The only stop we made prior to Amarillo was in Capulin, New Mexico. Capulin Volcano National Monument is a 30,000-year-old dormant volcano. We made the stop in the rain, but were unable to ascend to the rim due to lightning.
We finally arrived in Amarillo with a ravenous appetite. And in Amarillo, that can only mean one thing — The Big Texan Steakhouse. This famous Texas restaurant boasts the 72-ounce steak challenge seen on “Man vs. Food.” If you can down this thing along with all the fixings, you eat free. We were hungry, but not that hungry.
Because of rain, we were forced to seek shelter at the local hotel. The next day, before departing, we made a brief stop on Historic Route 66 to see The Cadillac Ranch. Created by three men from the artist collective known as Ant Farm, the art installation has been welcoming visitors to Amarillo since 1974. While we were there, many young people braved the ankle-deep mud to add their own spray can tribute to the installation.

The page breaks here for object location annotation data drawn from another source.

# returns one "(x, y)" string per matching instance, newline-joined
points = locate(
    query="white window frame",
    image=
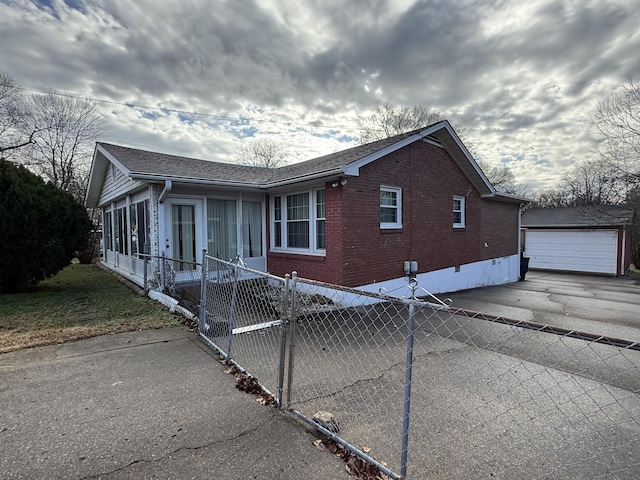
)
(460, 224)
(312, 221)
(397, 207)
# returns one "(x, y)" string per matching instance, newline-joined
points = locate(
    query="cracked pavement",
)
(148, 404)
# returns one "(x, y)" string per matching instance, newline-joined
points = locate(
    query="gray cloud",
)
(521, 78)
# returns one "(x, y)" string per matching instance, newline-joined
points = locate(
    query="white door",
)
(592, 251)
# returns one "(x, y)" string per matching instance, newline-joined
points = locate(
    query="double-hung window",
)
(390, 207)
(298, 222)
(458, 212)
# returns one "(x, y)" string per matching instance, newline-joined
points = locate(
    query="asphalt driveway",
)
(599, 305)
(149, 404)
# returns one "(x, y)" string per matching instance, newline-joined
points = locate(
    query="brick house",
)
(351, 218)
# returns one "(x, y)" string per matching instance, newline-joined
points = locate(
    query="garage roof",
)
(586, 216)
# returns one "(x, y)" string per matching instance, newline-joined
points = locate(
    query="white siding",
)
(113, 188)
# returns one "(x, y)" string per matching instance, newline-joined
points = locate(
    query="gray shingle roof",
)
(153, 164)
(587, 216)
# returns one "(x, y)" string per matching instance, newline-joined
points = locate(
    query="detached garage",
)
(594, 239)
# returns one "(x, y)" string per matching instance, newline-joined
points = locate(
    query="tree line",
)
(46, 145)
(51, 137)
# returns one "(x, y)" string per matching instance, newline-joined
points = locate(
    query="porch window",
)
(298, 222)
(139, 227)
(222, 232)
(107, 230)
(458, 212)
(390, 207)
(122, 237)
(184, 235)
(251, 229)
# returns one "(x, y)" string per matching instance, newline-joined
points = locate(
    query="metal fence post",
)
(232, 312)
(162, 273)
(284, 328)
(203, 293)
(292, 337)
(145, 281)
(407, 381)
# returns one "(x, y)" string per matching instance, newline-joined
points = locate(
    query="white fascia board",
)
(470, 158)
(306, 178)
(97, 170)
(147, 177)
(353, 168)
(113, 160)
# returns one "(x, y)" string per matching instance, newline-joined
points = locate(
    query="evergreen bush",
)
(41, 228)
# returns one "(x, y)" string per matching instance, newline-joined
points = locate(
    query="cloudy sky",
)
(198, 77)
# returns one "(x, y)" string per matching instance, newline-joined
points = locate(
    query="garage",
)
(594, 239)
(592, 251)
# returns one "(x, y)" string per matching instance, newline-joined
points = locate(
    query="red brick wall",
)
(359, 252)
(429, 179)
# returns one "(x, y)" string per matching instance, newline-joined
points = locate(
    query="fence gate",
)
(424, 390)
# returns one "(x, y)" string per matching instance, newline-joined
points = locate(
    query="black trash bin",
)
(524, 267)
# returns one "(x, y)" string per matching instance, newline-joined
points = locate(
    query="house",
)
(590, 239)
(351, 218)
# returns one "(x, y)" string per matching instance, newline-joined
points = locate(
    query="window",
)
(321, 236)
(139, 227)
(390, 207)
(458, 212)
(298, 221)
(251, 229)
(222, 231)
(122, 240)
(107, 229)
(277, 222)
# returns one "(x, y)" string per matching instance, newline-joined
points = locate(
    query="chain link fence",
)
(422, 389)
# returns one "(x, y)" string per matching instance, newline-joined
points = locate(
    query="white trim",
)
(398, 223)
(463, 215)
(496, 271)
(284, 248)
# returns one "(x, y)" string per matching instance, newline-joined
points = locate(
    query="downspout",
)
(521, 210)
(623, 250)
(167, 188)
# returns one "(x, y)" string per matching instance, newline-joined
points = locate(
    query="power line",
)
(183, 112)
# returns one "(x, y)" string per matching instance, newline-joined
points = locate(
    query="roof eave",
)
(505, 197)
(149, 177)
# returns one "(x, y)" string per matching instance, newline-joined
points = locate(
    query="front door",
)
(182, 238)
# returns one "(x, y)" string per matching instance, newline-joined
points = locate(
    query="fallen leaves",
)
(356, 466)
(249, 384)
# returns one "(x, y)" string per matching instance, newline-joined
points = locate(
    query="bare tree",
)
(595, 182)
(617, 121)
(502, 178)
(14, 115)
(552, 198)
(388, 120)
(66, 128)
(261, 153)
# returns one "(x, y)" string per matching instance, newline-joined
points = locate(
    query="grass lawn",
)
(79, 302)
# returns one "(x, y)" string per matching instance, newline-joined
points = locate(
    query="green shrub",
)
(41, 228)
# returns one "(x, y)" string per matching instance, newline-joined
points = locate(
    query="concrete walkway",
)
(149, 404)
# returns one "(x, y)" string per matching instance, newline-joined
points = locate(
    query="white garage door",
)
(592, 251)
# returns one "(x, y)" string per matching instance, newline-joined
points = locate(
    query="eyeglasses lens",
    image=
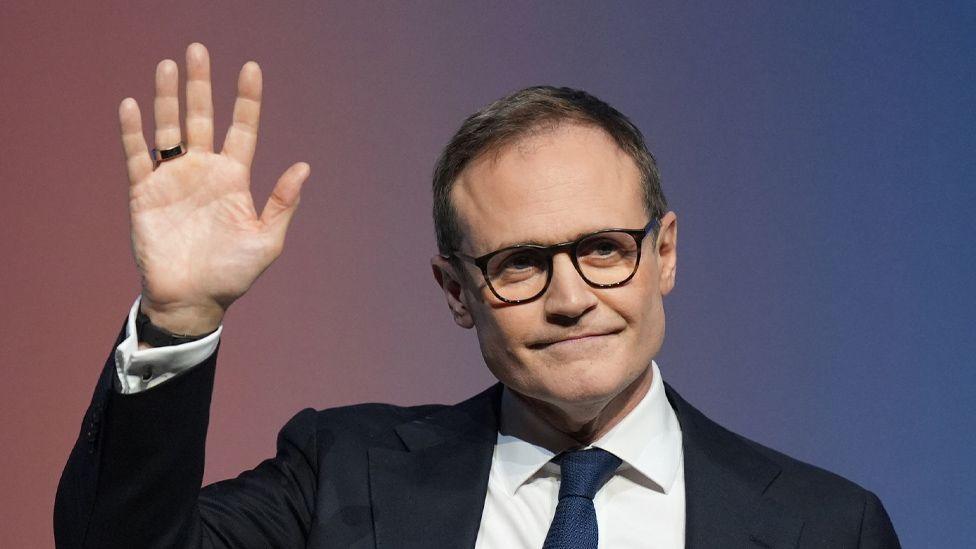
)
(604, 259)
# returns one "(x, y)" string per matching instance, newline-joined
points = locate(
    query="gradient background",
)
(820, 158)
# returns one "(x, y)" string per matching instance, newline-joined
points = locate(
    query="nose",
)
(568, 296)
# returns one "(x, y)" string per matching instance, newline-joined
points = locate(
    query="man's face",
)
(550, 187)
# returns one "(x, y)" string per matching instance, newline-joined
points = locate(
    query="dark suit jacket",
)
(384, 476)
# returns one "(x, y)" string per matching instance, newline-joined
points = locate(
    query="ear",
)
(451, 282)
(667, 251)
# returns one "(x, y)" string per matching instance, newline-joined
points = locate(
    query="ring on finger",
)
(162, 155)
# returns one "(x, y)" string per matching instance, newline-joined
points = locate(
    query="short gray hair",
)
(523, 112)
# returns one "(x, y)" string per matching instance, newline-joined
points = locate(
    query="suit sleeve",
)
(133, 477)
(877, 532)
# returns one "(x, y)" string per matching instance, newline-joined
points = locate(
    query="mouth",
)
(576, 339)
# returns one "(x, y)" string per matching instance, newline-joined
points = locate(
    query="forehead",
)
(548, 187)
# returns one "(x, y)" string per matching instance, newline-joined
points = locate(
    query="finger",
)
(137, 161)
(167, 105)
(284, 198)
(243, 133)
(199, 102)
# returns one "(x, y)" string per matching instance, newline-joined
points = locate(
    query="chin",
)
(584, 386)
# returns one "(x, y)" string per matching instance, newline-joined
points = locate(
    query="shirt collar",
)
(648, 439)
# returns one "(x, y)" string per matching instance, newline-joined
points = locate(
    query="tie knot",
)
(585, 471)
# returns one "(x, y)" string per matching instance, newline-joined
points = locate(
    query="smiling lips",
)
(584, 337)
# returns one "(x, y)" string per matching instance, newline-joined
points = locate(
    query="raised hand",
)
(196, 237)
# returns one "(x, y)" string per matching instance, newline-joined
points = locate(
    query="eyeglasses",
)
(522, 273)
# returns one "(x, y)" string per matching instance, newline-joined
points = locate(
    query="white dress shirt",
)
(642, 505)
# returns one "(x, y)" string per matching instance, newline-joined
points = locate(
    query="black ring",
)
(162, 155)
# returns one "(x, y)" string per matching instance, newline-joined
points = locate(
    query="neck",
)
(589, 424)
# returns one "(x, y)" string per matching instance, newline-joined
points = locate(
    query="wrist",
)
(182, 320)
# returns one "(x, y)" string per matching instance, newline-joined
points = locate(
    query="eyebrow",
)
(540, 243)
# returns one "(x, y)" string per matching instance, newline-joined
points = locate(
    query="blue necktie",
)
(583, 473)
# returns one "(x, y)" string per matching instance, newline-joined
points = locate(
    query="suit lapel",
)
(725, 480)
(432, 495)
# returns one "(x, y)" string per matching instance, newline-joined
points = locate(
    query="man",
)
(555, 245)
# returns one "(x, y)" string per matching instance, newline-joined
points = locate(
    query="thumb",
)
(284, 198)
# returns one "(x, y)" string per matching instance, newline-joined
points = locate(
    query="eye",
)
(521, 261)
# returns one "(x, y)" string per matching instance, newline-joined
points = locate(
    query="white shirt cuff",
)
(139, 370)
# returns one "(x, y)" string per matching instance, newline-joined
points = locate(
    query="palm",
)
(196, 236)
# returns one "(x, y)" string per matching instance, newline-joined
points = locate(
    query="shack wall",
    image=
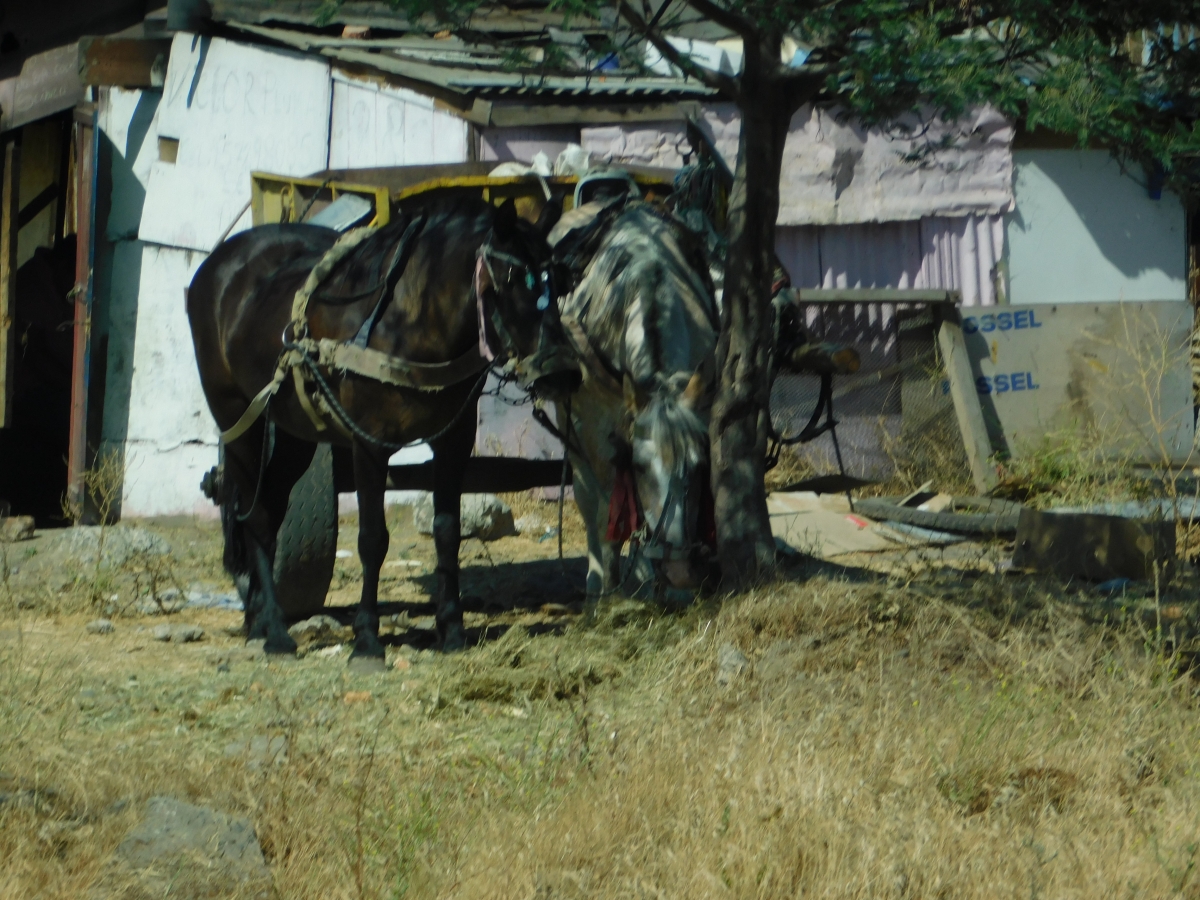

It was thrilling to drive on the fabled Route 66, also known as the Main Street of America, established in 1926. Our final stop along Route 66 was the Oklahoma City National Memorial on the grounds of the former Murrah Federal Building in Oklahoma City. The memorial is dedicated to the 168 people killed and the 608 wounded by a bomber in April 1995. We gazed down at the reflecting pool and across the landscape at the chair sculptures — large chairs for adults and small ones for children — representing each of those who died in the blast.
We overnighted in Fort Smith, Arkansas, at the KOA. We had a delicious meal at the Brickhouse Brewery. This repurposed old warehouse building, complete with stained glass accents, had a loud, lively atmosphere. After dinner, we strolled around looking at some of the murals in downtown.
Finally, we stopped off in Memphis to visit family and devour some delicious food from Central BBQ.
We dragged into Decatur late on Saturday evening, glad to be home and off the road, but so thankful for the many wonderful sights we saw. We had covered 3,800 miles and 11 states in eight days.